The Sazerac, official cocktail of New Orleans – created by an apothecary and served at The Merchants Exchange Coffee House in 1850. Rekindling the popularity of the cocktail and creating a sky bar, the likes of which have never been seen before in Brisbane; Four Points By Sheraton are set to open Sazerac – a standalone bar from the hotel, Sazerac has its own staff and individual identity.

Views overlooking the cityscape, river, and botanic gardens prevail from all angles of the high-rise lounge bar sitting atop the Four Points on the 30th floor. Geometric style floor coverings made from up-cycled data cables feature throughout the venue and tie in with luxurious leather and fabric armchairs in colours of grey, tan and copper. The interior design is elegant and understated with an impressive, angular metallic bar adorned with crystal cut whisky glasses and copper cocktailware.

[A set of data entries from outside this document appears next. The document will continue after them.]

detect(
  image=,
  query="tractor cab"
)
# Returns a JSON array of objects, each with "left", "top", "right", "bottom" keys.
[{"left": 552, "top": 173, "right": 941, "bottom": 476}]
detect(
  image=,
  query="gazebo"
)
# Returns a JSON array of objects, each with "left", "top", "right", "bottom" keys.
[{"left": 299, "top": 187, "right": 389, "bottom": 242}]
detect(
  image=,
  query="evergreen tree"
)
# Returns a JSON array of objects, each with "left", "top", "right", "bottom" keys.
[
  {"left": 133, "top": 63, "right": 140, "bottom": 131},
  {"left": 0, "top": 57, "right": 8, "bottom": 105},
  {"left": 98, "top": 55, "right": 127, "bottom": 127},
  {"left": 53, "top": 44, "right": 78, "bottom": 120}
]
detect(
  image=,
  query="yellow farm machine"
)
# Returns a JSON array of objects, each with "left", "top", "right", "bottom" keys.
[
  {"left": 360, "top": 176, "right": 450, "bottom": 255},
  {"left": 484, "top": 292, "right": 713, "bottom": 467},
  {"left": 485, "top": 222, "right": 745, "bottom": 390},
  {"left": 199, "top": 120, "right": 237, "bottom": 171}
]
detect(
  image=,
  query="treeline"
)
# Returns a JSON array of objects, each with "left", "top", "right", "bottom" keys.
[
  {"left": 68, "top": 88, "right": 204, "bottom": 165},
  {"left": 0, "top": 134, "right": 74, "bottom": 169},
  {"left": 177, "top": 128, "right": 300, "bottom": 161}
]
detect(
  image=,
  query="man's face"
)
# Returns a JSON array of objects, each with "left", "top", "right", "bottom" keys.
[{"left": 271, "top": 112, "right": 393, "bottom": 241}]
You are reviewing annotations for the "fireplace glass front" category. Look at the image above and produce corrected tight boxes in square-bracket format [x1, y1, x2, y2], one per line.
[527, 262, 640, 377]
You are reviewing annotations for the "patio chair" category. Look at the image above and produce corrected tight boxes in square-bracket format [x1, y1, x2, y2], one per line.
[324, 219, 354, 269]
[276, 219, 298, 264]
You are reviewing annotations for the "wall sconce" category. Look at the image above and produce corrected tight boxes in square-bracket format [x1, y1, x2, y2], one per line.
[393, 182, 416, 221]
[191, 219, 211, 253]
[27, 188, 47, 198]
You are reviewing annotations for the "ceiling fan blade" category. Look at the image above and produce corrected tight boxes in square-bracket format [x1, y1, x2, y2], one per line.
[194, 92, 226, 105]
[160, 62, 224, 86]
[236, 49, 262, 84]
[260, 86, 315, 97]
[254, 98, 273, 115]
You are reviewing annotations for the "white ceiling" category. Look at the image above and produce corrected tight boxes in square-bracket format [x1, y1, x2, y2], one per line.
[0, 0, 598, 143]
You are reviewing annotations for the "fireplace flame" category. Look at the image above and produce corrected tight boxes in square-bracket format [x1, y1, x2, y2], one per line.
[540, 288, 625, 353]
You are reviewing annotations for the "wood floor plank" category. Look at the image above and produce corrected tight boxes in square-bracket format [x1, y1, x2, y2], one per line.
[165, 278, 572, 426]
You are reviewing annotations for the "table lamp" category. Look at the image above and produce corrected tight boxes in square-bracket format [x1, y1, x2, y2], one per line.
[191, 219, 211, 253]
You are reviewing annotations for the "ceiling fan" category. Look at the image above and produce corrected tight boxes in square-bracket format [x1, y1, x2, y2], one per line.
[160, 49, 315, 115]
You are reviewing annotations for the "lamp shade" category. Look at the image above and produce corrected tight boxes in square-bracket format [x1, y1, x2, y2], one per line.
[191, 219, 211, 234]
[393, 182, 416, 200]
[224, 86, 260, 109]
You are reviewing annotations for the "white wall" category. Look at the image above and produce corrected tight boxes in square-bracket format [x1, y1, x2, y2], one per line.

Sazerac will be offering table service that will enhance the uninterrupted views and also features an open kitchen where patrons can observe chef’s in action. While an indoor venue, this space lets the elements in with high louvered windows designed to bring in cool breezes. State of the art speakers are cleverly mounted ensuring a smooth sound for the lounge-style DJ who will feature from Thursday to Saturday nights. 

Executive chef Ambrose Andrews has designed a menu of ‘Grazing Plates’ that tie in with the southern style of the cocktail menu with dishes such as the Bourbon laced Barbeque Pork and Southern spice rubbed brisket with corn fritters. The menu also features sweet treats including a Chocolate torte with orange compote and Chantilly Cream and a Salted Caramel Martini.

As the name suggests, the venue features southern-style cocktails such as the ‘Sazerac Signature’ consisting of Sazerac, Peychaud bitters & Absinthe along with traditional cocktails with a modern twist like the Peach Mint Julep and the Es-press (a revamped Espresso Martini). Not just devoted to cocktails, the bar has an impressive Champagne and Whiskey list. Bartenders Casey Hurst (previously Candela Nuevo) and Justin Greenway (previously Stingray) head up the bar and have designed the punchy cocktail menu.